12 KiB
Plan: Add Coordinator Microservice
Context
NowChess scales core horizontally via shared Redis but lacks:
- Instance visibility: no way to list running cores or their load
- Load balancing: games land randomly on cores; no rebalancing
- Failover: dead cores orphan subscriptions; bullet chess requires <1s recovery
- Auto-scaling: manual ops to add/remove cores
- Cache management: no eviction of stale games from core memory
Bullet chess games run on move timings of <3s. 30s failover = game lost on clock.
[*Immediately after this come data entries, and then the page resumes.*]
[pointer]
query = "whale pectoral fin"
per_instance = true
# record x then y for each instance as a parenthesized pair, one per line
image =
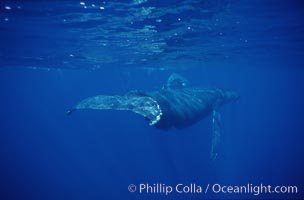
(138, 103)
(216, 134)
(176, 81)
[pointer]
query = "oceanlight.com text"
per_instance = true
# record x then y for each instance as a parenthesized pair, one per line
(216, 188)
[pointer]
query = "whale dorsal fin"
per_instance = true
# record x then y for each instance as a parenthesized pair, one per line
(176, 81)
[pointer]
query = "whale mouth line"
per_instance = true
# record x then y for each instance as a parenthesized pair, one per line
(137, 103)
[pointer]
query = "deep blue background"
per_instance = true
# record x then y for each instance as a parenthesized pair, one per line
(95, 155)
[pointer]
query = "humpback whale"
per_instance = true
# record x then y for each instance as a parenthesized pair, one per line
(175, 105)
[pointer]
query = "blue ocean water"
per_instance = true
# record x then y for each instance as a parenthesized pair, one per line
(55, 53)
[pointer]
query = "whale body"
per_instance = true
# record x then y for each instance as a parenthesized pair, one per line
(175, 105)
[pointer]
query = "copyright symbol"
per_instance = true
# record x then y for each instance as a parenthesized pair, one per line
(132, 188)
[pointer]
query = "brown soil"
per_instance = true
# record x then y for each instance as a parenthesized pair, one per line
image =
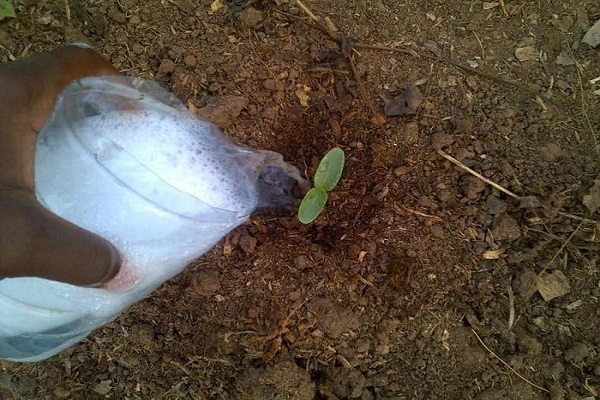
(387, 294)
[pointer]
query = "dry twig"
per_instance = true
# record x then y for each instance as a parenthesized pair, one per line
(476, 174)
(378, 118)
(506, 364)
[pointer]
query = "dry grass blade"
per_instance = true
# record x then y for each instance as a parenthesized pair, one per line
(378, 118)
(476, 174)
(506, 364)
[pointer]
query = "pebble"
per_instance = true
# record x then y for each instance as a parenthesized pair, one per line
(577, 353)
(166, 66)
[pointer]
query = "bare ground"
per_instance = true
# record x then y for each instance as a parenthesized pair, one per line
(420, 281)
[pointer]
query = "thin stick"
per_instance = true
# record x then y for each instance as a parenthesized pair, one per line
(307, 11)
(416, 212)
(586, 220)
(476, 174)
(506, 364)
(511, 307)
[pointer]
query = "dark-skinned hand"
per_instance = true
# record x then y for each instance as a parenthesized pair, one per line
(33, 240)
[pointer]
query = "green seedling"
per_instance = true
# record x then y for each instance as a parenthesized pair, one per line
(326, 178)
(7, 10)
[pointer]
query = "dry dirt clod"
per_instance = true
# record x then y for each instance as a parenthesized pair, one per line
(577, 353)
(404, 104)
(223, 110)
(592, 200)
(206, 282)
(552, 284)
(251, 17)
(507, 229)
(592, 36)
(248, 243)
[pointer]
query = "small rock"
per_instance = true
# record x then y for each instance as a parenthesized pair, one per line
(592, 36)
(592, 200)
(432, 46)
(577, 353)
(495, 205)
(302, 262)
(134, 20)
(565, 58)
(401, 170)
(441, 140)
(206, 282)
(222, 110)
(166, 66)
(472, 186)
(463, 125)
(552, 284)
(437, 230)
(118, 17)
(247, 243)
(530, 345)
(190, 61)
(128, 3)
(251, 17)
(527, 53)
(137, 48)
(507, 229)
(6, 381)
(551, 152)
(347, 383)
(334, 320)
(524, 284)
(103, 387)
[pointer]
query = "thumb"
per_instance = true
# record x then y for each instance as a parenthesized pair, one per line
(36, 242)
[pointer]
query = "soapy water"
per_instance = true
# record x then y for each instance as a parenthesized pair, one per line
(127, 161)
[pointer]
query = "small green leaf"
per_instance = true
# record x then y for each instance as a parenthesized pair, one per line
(7, 10)
(330, 169)
(312, 205)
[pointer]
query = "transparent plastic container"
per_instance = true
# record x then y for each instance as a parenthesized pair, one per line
(123, 158)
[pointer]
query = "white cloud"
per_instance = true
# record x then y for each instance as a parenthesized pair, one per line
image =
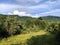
(47, 4)
(26, 1)
(55, 12)
(16, 12)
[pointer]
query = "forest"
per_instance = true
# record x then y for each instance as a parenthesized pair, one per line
(23, 30)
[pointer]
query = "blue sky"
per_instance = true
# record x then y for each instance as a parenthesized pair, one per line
(34, 8)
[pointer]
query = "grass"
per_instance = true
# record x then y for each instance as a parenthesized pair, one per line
(20, 39)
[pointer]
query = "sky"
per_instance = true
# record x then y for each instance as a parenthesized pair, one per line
(33, 8)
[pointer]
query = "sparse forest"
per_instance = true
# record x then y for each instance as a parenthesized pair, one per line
(16, 30)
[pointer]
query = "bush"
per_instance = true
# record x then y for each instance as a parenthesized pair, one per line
(41, 40)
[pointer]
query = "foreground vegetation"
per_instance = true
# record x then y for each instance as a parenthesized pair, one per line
(15, 30)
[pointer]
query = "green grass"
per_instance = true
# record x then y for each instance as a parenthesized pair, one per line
(20, 39)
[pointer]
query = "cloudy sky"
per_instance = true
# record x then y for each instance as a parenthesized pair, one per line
(34, 8)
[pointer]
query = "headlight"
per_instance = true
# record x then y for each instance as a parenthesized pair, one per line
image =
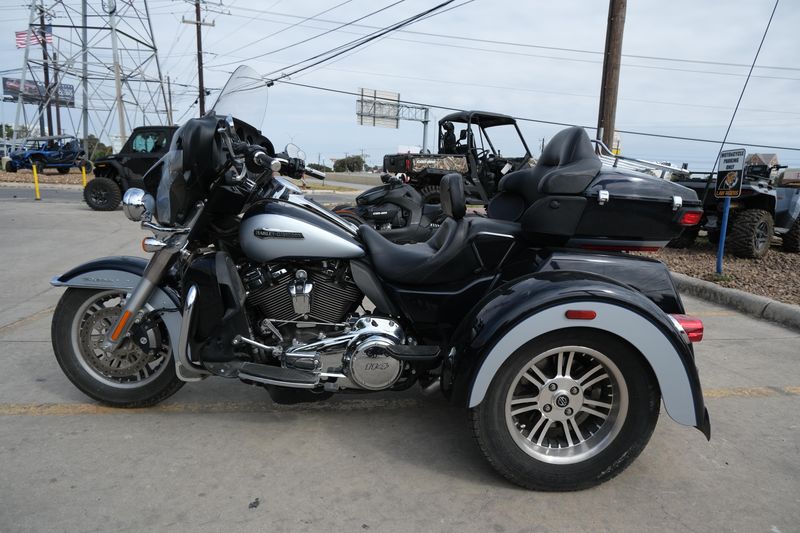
(136, 204)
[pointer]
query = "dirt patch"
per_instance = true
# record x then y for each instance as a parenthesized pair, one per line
(776, 275)
(48, 177)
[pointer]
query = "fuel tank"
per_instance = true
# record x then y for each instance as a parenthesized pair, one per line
(275, 229)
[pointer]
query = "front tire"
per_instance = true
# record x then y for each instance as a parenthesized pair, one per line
(567, 411)
(751, 234)
(139, 373)
(791, 239)
(102, 194)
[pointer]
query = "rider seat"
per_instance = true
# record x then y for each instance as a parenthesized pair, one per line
(449, 255)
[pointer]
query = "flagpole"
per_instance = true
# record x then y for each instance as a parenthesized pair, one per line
(31, 18)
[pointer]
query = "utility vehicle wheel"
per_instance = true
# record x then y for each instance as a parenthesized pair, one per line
(685, 239)
(139, 373)
(431, 194)
(567, 411)
(750, 233)
(791, 239)
(102, 194)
Target: <300ms failover.
Architecture: Sub-1s Failover
Why Not Polling/TTL
- TTL expiry: minimum 10-30s detection
- HTTP polling 3x failure: 30s minimum
- gRPC streaming TCP drop: 50-200ms — use this as primary
Primary: gRPC Bidirectional Streaming
- Core opens a persistent bidirectional stream (
CoreHeartbeatStream) to coordinator on startup - Core sends heartbeat frames every 200ms
- Core crash = TCP RST/FIN → coordinator stream error in ~50-200ms
- Stream also carries metadata updates (subscription count changes) in real-time
Fallback: Redis Heartbeat + K8s Watch
- Redis heartbeat key
{prefix}:instances:{instanceId}with 5s TTL, refreshed every 2s - K8s pod watch via Kubernetes Java client (event-driven; handles pod eviction/OOMKill)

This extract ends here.